Location
- 115 Airport Road Varnville, Hampton County, South Carolina 29944 United States
- Coordinates: 32°51′32″N 81°05′20″W﻿ / ﻿32.8589°N 81.0890°W

Information
- Type: Public high school
- Founded: 2023 (as a consolidation of Wade Hampton High School and Estill High School)
- Oversight: Hampton County School District
- Superintendent: Dr. Glenda Sheffield
- Principal: Cassandra Williams
- Teaching staff: 34.87 (FTE)
- Grades: 9–12
- Enrollment: 617 (2024–2025)
- Student to teacher ratio: 17.69
- Campus type: Rural
- Colors: Royal Blue and white
- Mascot: Hampton County Hurricane
- Communities served: Hampton, Varnville
- Feeder schools: Estill Middle North District Middle Ben Hazel Primary Brunson Elementary Fennell Elementary Estill Elementary Hampton Elementary Varnville Elementary
- Website: hchs.hcsdsc.org

= Hampton County High School =

Hampton County High School is a public high school within Hampton County School District, located between the towns of Hampton and Varnville, South Carolina, United States. The high school serves students in those communities in addition to students living in rural areas of northern and eastern Hampton County. The school served 719 students in the 2011–2012 school year. In August 2023, we have seen a significant change in the education scene of Hampton County. The well-known Wade Hampton High School has undergone a name change. This alteration is due to a merger with the neighboring Estill High School, leading to the formation of the new Hampton County High School. This establishment now has the unique distinction of being the sole public high school serving the community within Hampton County.

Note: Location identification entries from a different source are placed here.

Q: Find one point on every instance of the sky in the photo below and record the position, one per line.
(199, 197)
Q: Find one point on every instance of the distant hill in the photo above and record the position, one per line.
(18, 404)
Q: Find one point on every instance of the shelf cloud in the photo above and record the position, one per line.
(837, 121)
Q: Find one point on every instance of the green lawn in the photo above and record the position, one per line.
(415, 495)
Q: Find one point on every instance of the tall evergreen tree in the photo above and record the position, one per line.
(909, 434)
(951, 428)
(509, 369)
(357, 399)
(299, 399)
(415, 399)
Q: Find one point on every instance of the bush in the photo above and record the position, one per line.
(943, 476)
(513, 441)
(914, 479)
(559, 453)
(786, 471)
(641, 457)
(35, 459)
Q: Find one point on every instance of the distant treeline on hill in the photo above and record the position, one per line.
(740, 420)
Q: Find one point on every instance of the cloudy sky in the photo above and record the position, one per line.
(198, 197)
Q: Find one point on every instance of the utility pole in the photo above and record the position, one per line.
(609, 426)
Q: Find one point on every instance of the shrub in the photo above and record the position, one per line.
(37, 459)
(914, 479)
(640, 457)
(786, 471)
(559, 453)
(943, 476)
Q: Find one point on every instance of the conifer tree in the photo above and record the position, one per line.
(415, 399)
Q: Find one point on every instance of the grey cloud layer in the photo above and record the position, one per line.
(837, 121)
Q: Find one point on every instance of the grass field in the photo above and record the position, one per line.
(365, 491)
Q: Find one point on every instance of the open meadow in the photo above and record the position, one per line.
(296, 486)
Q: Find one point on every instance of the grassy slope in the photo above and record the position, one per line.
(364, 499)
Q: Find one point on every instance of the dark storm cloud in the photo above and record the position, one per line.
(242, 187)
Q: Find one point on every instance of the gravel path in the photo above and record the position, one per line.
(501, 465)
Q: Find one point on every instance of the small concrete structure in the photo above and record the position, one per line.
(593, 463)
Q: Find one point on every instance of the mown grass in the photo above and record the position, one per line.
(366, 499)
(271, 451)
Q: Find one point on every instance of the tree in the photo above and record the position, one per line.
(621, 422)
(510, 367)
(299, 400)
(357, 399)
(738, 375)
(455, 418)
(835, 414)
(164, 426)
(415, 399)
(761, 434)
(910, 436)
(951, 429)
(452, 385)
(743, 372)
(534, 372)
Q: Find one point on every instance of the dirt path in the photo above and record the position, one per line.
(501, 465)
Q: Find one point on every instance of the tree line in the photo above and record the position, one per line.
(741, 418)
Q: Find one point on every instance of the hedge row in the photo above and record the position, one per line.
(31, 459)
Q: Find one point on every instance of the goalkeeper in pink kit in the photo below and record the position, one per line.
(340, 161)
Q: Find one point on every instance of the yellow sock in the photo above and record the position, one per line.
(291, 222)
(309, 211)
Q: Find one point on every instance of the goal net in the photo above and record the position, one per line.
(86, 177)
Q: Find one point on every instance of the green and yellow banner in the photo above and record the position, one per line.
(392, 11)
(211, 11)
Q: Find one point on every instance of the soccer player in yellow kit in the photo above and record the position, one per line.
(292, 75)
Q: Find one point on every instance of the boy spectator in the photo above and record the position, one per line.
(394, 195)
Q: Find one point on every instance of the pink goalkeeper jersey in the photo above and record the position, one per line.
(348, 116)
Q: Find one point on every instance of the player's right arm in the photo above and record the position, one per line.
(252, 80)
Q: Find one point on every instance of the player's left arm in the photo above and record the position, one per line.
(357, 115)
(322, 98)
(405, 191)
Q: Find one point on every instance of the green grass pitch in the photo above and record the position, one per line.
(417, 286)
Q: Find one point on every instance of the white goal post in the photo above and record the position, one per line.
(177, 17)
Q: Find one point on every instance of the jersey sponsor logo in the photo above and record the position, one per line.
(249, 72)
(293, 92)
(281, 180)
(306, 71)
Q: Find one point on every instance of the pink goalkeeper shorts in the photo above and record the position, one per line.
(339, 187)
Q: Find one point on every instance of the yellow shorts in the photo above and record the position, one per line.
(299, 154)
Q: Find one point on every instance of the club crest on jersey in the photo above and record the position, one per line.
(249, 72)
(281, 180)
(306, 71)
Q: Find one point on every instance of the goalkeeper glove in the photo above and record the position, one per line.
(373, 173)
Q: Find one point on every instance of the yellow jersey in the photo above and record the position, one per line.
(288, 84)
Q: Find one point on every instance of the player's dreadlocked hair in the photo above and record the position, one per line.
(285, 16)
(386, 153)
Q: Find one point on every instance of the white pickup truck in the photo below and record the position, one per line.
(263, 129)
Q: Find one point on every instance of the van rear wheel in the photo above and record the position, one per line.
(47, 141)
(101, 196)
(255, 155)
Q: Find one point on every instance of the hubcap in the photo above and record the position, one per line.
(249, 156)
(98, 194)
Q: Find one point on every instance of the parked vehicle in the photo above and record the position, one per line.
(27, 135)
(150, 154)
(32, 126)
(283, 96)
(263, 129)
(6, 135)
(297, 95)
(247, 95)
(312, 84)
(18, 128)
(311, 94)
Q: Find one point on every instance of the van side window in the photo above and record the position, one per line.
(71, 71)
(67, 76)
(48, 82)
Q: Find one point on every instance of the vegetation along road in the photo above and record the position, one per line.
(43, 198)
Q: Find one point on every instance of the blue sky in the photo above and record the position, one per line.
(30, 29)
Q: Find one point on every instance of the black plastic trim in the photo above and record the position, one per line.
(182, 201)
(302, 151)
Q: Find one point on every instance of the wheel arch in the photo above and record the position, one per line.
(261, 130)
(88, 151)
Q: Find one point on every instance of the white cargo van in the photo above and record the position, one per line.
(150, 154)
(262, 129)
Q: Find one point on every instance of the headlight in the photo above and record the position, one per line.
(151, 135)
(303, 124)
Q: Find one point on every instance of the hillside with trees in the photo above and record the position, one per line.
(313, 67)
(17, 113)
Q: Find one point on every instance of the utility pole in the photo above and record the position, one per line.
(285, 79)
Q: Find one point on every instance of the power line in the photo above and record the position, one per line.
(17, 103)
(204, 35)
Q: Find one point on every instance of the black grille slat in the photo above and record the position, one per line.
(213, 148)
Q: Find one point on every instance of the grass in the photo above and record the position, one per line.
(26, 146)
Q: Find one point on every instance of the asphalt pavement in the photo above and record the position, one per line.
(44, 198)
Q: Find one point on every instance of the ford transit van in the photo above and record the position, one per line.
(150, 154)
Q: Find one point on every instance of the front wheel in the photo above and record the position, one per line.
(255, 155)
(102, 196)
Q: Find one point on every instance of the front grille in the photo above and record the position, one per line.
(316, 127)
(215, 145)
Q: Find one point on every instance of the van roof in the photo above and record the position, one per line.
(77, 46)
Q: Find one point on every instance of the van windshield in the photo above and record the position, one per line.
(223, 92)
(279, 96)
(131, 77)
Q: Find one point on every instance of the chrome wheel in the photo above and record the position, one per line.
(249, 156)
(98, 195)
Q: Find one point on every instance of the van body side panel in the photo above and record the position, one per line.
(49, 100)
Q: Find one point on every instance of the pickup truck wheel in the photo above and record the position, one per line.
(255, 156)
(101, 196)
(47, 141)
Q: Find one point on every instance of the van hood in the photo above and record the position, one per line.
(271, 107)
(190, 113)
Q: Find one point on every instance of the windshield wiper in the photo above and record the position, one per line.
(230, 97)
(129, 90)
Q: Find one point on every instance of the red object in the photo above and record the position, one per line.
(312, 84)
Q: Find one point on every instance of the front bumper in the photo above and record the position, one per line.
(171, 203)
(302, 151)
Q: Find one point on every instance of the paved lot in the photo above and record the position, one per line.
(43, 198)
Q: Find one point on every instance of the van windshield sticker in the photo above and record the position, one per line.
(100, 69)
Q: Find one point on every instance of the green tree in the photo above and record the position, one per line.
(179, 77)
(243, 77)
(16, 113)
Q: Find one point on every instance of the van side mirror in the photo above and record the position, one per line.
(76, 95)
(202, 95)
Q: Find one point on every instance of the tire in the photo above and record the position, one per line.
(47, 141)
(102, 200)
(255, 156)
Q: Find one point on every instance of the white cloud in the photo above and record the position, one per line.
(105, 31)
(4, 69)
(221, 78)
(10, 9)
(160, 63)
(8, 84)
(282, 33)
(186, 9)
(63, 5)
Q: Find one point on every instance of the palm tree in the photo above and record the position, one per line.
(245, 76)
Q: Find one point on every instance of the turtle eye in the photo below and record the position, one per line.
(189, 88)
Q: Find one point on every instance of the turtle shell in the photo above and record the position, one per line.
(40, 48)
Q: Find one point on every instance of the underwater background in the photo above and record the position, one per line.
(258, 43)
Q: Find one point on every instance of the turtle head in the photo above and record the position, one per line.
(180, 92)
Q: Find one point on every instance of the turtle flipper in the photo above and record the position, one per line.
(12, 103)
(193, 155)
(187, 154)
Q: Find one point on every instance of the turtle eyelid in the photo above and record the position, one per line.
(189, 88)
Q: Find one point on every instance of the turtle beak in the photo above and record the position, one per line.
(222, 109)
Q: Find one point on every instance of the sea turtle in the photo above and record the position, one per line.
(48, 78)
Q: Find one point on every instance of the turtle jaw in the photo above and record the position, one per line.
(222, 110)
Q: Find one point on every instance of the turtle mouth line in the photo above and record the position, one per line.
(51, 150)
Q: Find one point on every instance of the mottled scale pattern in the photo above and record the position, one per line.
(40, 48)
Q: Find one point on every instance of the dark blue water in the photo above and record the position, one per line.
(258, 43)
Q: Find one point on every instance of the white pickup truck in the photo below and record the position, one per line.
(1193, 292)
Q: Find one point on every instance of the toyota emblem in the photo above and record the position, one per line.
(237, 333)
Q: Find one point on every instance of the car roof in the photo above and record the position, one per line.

Hampton County High School was founded in 2023 as a consolidation of Wade Hampton High School in Varnville and Estill High School in Estill.

==Academics==

In 2012, the average student-teacher ratio in core subjects was 24.9 students for every 1 teacher. Wade Hampton High School is accredited with the Southern Association of Colleges and Schools (SACS).

==Athletics==
Wade Hampton competes at the Class AAA level in the South Carolina High School League. The school fields teams for boys in football, basketball, cross country, track & field, tennis, and golf; and for girls in cheerleading, volleyball, basketball, cross country, track & field, tennis, and golf. Wade Hampton has historic Class AA rivalries with Bamberg-Earhardt High School, Silver Bluff High School, and Barnwell High School. The school's main proximity rivalries were Estill High School and Allendale-Fairfax High School, both of which compete in Class A and AA respectively. Starting in the 2016-2017 academic year, the school moved up to Class AAA in all sports.